Tex: “The labor theory…

Tex: “The labor theory of value and and the class theory of conflict still live on.”

You do know that the labor theory of value and class theory both predate Marx—and, for that matter, predate socialism entirely, don’t you? The former can be found in, inter alia, Adam Smith, David Ricardo, Pierre-Joseph Proudhon, and others; the latter is a bedrock component of republican political theory dating back to classical Greece and Rome. (Not surprisingly, class theory as such isn’t wedded to any particular theory about the respective roles of State and Capital, since it originated before either the modern State or modern capitalism.)

I mean, look, if you want to complain that both are wrong-headed, you can do so, but taking either one as a mark of Marxism or even Marxian influence is, frankly, historically illiterate.

I also have to wonder how many contemporary anarchists you have read when it comes to their relationship to Marxism. The historical rivalry between anarchists and state socialists (and Marxists in particular) is hardly a matter of little knowledge. On the contrary, a lot of contemporary anarchists are concerned to the point of obsession with Marxist betrayals in, e.g., Russia between the Revolution and the end of the Civil War, or in revolutionary Spain.
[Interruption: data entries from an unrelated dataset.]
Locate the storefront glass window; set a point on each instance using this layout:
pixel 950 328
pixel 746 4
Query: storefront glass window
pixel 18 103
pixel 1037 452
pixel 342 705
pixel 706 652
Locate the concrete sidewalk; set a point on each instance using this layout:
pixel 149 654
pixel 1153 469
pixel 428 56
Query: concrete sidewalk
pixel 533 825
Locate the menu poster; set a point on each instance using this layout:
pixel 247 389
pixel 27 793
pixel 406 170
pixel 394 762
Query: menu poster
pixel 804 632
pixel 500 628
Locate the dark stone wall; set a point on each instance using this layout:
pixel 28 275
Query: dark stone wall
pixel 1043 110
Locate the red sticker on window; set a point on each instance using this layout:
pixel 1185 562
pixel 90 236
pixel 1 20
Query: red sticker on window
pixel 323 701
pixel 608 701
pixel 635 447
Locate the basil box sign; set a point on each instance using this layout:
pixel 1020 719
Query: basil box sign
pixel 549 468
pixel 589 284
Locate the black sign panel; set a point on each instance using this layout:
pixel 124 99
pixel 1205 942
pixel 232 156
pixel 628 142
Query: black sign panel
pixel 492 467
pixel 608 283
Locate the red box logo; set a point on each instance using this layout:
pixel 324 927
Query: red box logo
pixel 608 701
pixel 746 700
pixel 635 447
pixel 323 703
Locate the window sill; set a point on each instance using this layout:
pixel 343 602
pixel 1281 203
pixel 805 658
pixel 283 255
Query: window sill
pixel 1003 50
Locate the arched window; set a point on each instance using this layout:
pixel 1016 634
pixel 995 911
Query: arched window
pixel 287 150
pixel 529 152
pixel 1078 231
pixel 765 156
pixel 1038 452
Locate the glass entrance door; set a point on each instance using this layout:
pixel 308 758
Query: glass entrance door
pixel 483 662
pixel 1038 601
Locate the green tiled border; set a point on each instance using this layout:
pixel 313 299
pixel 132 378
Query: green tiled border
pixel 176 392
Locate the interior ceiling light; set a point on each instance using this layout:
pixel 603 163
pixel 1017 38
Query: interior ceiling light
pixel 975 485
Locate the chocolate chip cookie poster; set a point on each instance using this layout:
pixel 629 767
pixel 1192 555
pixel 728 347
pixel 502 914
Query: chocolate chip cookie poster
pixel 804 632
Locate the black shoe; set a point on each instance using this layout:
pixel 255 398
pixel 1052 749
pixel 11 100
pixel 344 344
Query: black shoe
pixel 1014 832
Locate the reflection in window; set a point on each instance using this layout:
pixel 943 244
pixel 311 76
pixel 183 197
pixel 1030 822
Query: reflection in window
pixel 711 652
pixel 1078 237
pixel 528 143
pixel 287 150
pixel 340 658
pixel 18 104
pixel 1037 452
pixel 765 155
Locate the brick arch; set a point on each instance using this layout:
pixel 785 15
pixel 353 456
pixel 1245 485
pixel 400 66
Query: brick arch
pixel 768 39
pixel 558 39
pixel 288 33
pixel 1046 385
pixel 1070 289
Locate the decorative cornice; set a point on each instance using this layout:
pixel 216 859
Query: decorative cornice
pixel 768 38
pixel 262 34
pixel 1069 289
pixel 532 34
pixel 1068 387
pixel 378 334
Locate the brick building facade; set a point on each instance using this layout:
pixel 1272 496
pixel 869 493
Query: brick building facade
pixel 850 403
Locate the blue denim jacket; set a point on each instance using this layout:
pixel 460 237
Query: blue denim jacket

If you’re looking for embarassing quotations from Bakunin—an anti-Semite, among other things—or Proudhon or any number of other 19th and early 20th century anarchists, they aren’t very hard to find. On the other hand, since contemporary anarchists are both aware of and explicitly critical of these strands of their thought, I have to wonder what of value you think this sort of drive-by ad hominem abusive is going to accomplish.